Fort Tilden is the stuff of daydreams. It’s not the South of France—it’s not even San Sebastián’s urban old-Europe beachfront—but it is relatively clean. There are no dirty diapers or spent syringes floating in the foam of incoming waves. The same cannot be said of the beaches of my youth—Jones, Coney Island—at which I witnessed both such objects drifting along shore.

It’s September, the first day of school in New York City. There is not a cab to be had uptown in the morning, every meter ticking and overhead light switched off in deference to the oncoming school year. Children, ubiquitous yesterday, are nary to be seen on the streets of the city. I spot them whooshing past behind the closed windows of taxicabs, the air conditioning on max against the heat of the late summer day. And I’ve only been to the beach once this summer.

Twice, if you count the Jersey shore.

There are two more beach runs on the horizon. This is how it goes: the Matisse exhibit installs at the MoMA, and everyone waits until the last weeks, when we all flock uptown in droves and wait in long lines to see the colors and brushstrokes that hung in echoing galleries the week before, the open space yawning out before them. A Broadway show is held over in its last weeks, the audience showing up in hordes, a full house every night. We are procrastinators, we humans.

This weekend, my friend with a car offered to drive us to the Rockaways for a sunset beach picnic. I already have my old Laura Ashley plaid wool blanket packed and ready to go. I know which swimsuit I’ll wear, in case I want to splash in the surf at the day’s end. I’ll lug my thick book back for round two, but this time it will be easier to carry. When it comes to the beach, everything is easier by car.

The first time I ever went to Fort Tilden, a few years ago, my childhood best friend and summer sister borrowed a van from her employers and went beachbound, picking up friends on various corners in Brooklyn along the way. We filled the van and headed south along the BQE. I drove.

It was a day of magic. Sun shy, the sky was overcast and mottled with clouds, but we donned pullovers and buttoned up Oxford shirts, the sleeves rolled to the elbows, our little bodies clustered on blankets, sunglasses on against the light of day. We didn’t swim—we didn’t even wade—but we stretched out and read books and told stories all afternoon. There is a photograph of my summer sister and I, taken from the backseat, our heads together, hands touching, holding an iPhone in tandem, searching for the perfect summer anthem to blast as we rolled toward the shore. It is one of my dearest, most favorite photographs, our jawlines in demi-profile, the bones of our wrists outlined with sun.

The beach is this way. It can imbue even the dreariest of days with an enchanted reverence, a glow.

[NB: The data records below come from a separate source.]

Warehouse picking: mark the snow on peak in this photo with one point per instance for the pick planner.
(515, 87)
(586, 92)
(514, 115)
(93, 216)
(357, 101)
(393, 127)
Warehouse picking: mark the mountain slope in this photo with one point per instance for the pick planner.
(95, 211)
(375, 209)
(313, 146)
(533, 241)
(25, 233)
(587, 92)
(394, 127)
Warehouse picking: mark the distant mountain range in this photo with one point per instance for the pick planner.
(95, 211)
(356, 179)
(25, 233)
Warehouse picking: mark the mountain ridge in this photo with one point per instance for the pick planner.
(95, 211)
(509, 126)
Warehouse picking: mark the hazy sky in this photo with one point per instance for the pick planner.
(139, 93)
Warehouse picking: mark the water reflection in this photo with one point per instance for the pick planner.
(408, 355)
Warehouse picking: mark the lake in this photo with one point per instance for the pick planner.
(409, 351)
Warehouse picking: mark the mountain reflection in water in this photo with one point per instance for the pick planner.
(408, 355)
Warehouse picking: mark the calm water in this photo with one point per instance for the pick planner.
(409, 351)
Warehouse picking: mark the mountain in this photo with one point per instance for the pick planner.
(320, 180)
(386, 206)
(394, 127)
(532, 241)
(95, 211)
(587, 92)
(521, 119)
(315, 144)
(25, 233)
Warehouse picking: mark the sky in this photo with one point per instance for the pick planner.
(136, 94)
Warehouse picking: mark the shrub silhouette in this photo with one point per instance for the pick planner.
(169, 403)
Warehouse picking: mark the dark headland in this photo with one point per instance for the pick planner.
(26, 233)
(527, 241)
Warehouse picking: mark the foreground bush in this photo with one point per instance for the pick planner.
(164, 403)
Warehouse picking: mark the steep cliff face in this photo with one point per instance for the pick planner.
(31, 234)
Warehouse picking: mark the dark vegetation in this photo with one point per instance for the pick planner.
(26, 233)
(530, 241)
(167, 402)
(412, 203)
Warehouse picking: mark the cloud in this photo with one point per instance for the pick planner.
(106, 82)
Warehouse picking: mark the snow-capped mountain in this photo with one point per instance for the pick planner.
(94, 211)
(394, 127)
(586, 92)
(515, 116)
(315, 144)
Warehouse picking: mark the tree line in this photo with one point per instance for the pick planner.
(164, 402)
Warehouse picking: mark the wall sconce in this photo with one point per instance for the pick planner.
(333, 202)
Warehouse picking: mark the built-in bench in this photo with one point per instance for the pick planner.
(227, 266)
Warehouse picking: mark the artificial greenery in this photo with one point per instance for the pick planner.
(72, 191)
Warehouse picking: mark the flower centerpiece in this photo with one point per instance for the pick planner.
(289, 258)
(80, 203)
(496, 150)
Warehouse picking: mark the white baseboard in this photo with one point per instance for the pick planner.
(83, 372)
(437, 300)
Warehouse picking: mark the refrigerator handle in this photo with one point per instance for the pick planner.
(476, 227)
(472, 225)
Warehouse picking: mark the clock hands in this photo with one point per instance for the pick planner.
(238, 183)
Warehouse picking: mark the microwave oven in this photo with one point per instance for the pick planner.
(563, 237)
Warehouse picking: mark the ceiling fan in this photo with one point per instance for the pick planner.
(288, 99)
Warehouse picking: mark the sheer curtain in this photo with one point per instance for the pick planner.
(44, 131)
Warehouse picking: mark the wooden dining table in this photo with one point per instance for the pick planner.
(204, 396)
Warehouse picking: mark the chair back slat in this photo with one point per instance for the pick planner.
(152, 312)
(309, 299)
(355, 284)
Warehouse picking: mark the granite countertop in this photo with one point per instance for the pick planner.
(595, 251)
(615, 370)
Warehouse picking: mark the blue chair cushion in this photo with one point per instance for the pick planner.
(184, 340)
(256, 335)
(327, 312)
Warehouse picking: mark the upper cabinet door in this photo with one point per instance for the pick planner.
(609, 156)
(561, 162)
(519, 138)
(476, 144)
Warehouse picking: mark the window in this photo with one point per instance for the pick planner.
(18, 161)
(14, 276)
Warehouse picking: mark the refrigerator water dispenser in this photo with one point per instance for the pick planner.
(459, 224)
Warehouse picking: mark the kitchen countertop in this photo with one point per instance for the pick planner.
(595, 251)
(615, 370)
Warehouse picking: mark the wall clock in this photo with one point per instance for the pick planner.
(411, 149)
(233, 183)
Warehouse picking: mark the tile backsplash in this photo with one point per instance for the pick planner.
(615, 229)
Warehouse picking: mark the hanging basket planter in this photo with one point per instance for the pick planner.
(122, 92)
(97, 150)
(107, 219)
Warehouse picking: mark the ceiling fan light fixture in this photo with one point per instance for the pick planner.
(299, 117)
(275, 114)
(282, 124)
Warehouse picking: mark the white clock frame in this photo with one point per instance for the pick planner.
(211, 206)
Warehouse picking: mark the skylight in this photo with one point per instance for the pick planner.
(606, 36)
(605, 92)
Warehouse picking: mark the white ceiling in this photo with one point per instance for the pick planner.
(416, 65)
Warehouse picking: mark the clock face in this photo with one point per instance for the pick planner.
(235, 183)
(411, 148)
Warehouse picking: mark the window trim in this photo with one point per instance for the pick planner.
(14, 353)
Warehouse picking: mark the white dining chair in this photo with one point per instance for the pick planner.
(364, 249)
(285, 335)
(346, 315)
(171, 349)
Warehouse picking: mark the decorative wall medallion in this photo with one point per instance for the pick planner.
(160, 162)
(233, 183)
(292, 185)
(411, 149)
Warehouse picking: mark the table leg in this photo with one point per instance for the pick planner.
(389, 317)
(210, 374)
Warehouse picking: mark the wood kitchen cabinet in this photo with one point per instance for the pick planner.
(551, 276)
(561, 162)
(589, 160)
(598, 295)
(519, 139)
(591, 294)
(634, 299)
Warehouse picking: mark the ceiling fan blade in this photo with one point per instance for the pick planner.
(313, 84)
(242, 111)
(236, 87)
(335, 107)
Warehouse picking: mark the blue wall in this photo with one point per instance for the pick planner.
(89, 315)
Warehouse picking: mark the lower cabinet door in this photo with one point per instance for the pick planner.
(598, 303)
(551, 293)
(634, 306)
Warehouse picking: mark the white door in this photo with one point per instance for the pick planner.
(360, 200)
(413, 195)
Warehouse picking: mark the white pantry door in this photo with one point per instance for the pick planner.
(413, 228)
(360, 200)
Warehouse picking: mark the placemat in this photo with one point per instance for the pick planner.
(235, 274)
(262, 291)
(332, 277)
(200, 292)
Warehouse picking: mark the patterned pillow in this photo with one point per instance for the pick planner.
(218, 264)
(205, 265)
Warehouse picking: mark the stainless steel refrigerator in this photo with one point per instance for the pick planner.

Perhaps my last moment at the seashore will be the weekend after next, when I head northeast for a long weekend at my friend’s new house in the Hamptons. The guests will include three couples and myself. At first I objected: What kind of wheel will that make me? A seventh wheel? But my host laughed and said, You’ll be the baby all weekend. We’ll make you sandwiches. We’ll buy you dinner.

When we’re camped at the beach, bottles of sunscreen flowing and wide-brimmed hats skewing our eyes, it won’t matter who is with whom. The beach is a great equalizer: No matter who you are or what you look like, you are welcome. There is always someone fatter or thinner, more tan or pale. And when the tide is in and the sun is out and the beach umbrella is at just the right angle, there is no one and nothing that can ruin a day on the coast.

To the beach I say: Twice more, with feeling. And then adieu—until next year.